Governor Romney’s veto of the free-rider surcharge, while perhaps insignificant in the whole picture of funding the program, is very significant in that it upsets the symmetry of the gains and sacrifices levied on all the sectors. It eliminates the sacrifice required from portions of the business community and adds it to the sacrifices demanded of the taxpayers. Because the program was a painstaking compromise that passed with overwhelming veto-proof majorities in both houses of the Massachusetts legislature, there may be an effort to override the veto.

With or without the veto, if the program is adequately funded and competently administered, it could produce acceptable universal coverage.

Promising Politics

Massachusetts came to this outcome because its people demanded it. As in all states, the health system is in crisis, and too many people and businesses cannot afford it. All of the interest groups involved—unions, organized business, hospitals, doctors, other health care providers—appeared willing to try a universal coverage package with a reasonable chance to work. However, as in most states, there was no agreement on the details of a plan that would include some necessary sacrifices, and the situation had all the ingredients of a classic statehouse stalemate.
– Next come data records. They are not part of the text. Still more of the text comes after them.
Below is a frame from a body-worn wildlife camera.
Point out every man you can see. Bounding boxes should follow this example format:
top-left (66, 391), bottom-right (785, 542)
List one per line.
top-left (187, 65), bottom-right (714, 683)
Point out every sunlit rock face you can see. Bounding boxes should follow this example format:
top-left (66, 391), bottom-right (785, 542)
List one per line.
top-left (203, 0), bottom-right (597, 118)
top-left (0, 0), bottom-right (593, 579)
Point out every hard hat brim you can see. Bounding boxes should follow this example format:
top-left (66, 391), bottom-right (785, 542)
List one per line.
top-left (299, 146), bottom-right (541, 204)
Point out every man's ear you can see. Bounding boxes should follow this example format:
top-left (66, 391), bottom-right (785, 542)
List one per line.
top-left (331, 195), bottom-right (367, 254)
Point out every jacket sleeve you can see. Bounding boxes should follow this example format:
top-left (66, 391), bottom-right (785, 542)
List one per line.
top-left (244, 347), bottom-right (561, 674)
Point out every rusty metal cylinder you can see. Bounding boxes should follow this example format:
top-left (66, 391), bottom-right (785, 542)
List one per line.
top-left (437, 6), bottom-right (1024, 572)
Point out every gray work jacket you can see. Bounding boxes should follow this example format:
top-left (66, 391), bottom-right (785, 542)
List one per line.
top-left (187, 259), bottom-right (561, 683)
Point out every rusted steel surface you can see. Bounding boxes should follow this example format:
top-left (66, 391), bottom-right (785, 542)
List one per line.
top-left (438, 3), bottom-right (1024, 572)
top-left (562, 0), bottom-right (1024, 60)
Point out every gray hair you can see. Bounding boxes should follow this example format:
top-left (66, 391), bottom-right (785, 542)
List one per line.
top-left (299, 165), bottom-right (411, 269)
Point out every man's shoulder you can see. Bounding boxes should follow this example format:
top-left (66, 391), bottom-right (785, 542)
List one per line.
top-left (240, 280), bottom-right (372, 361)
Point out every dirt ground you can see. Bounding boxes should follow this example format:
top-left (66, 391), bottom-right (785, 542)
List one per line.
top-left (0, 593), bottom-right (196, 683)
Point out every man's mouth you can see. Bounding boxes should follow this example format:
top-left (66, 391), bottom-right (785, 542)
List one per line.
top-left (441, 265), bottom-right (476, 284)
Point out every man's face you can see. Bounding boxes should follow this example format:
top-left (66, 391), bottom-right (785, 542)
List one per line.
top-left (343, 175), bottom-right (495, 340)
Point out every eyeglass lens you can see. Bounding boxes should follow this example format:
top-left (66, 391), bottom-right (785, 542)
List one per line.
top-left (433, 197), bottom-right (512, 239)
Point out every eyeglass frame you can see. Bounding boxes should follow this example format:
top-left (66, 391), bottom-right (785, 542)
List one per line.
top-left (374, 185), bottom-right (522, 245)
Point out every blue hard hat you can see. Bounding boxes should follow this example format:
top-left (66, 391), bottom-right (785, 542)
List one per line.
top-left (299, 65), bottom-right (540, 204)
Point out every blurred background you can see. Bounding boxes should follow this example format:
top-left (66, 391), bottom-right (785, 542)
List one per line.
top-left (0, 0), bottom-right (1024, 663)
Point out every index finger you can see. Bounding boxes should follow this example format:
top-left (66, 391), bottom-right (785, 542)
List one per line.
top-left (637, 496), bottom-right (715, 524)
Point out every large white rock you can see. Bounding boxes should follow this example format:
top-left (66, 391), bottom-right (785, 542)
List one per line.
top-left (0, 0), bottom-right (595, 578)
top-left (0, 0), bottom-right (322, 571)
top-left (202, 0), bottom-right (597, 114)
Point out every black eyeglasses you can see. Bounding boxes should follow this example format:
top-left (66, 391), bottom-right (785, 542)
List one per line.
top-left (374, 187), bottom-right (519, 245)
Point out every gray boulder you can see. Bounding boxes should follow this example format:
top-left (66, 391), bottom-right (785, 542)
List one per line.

A widespread and mobilized voting public drove the statehouse players to accomplish much. Health care is a top issue for voters, but mobilizing voters into a political force moves policymakers to break through the usual stalemates and accomplish something. The grassroots organization, Greater Boston Interfaith Organization, together with the health advocacy coalition, Health Care for All, solicited hundreds of thousands of signatures on petitions to have universal health care on a referendum ballot this fall, thus injecting universal health care into the election. The politicians faced having to run on a popular universal health care issue not yet accomplished and risk being positioned as blocking it. Both parties decided to finesse this. Each party controls one of the houses of the legislature, and each chamber passed a version of universal health care this spring. Driven by the intense ongoing public actions and related media pressure, and the continuing threat of the referendum campaign in the fall, the two legislative leaders sat down with the governor and hammered out the compromise.

Illinois has seen the power of health care coverage as a motivating political issue over the last several years. With the Healthy Illinois plan gaining attention in the General Assembly and the Adequate Health Care Task Force scheduled to put a universal health care idea on the table in Springfield in late October of this year, the lessons from Massachusetts are worth noting.